A reversal in PBoC policy rate cut actions
PBoC rate cuts since 2019
Bloomberg, Principal Global Asset Allocation. Data as of May 31, 2022.
A full circle back to COVID
While the government may very well endorse more targeted stimulus now, the only way economic momentum is likely to accelerate is through additional support.
Indeed, the window for rolling out additional stimulative policy is closing fast. It typically takes around six months before policy stimulus starts to impact a real economy, although consumer targeted support could have a quicker read-through than either infrastructure or housing-related stimulus. The next few weeks will be critical—to get even close to China’s 5.5% GDP target for 2022, policymakers will need to act with urgency.

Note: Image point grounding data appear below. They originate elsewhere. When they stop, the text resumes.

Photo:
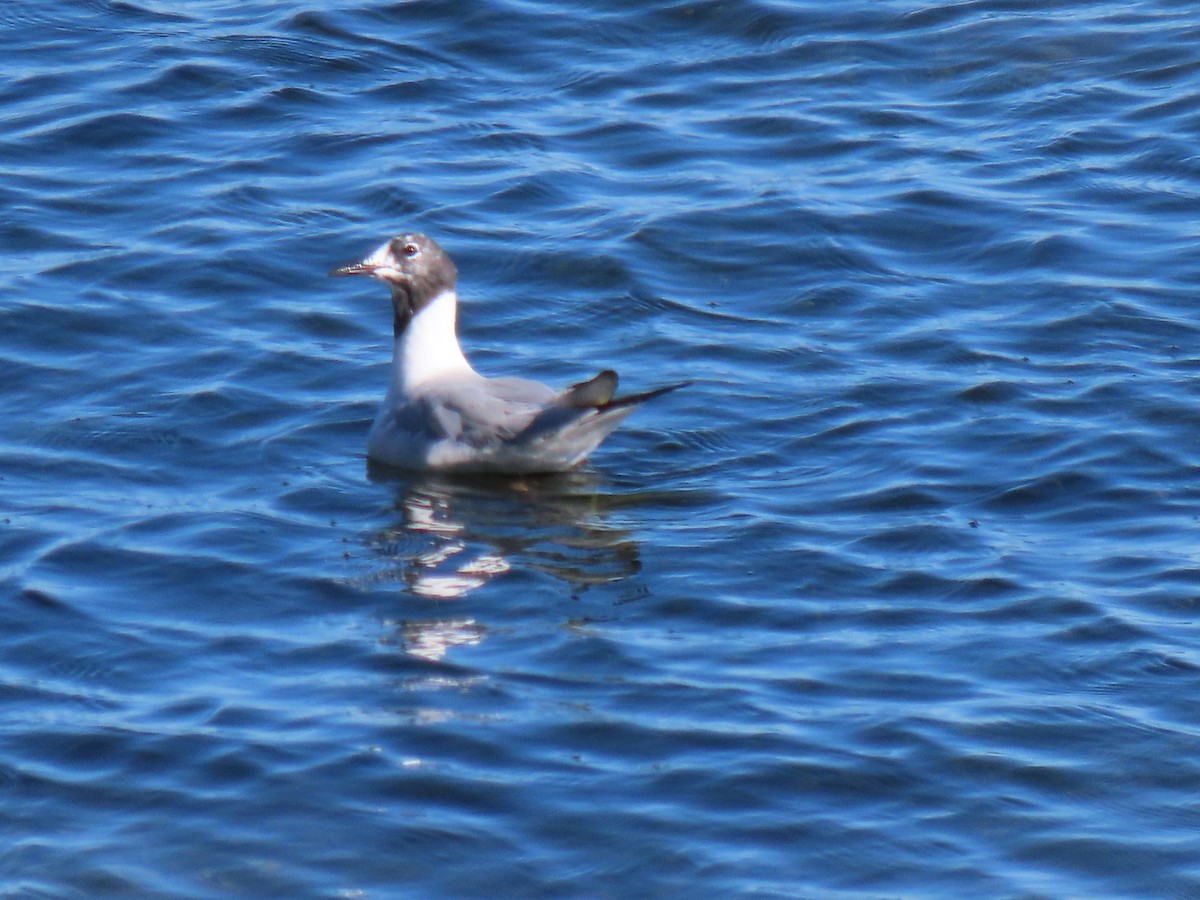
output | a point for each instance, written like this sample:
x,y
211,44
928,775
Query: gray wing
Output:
x,y
480,413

Ultimately though, even proactive rate cuts, subsidies, and improved credit availability may not stimulate loan demand until the COVID situation stabilizes. If other countries’ Omicron experience is any indication, China’s COVID infection rates should begin subsiding rapidly, enabling the government to ease lockdown restrictions. However, China’s likely continued adherence to the zero-COVID policy, even within a new regime of frequent testing, implies that worries about economic disruption may persist.
2022 could mark the turning point for China as policy responses become more effective. However, a sustained rebound in China markets will require a clear breakthrough in growth. Until then, investors will likely remain cautious, and the optimism spurred by the policy shift could prove short lived.
1 Officially, the zero-COVID policy is called the “dynamic clearing policy” by China’s government. The policy doesn’t seek to eliminate COVID completely but instead to swiftly and accurately stamp out each outbreak before it gains momentum.
2 Tier one cities typically have a have a developed and established real estate market, while tier two cities are typically in the process of developing their real estate markets.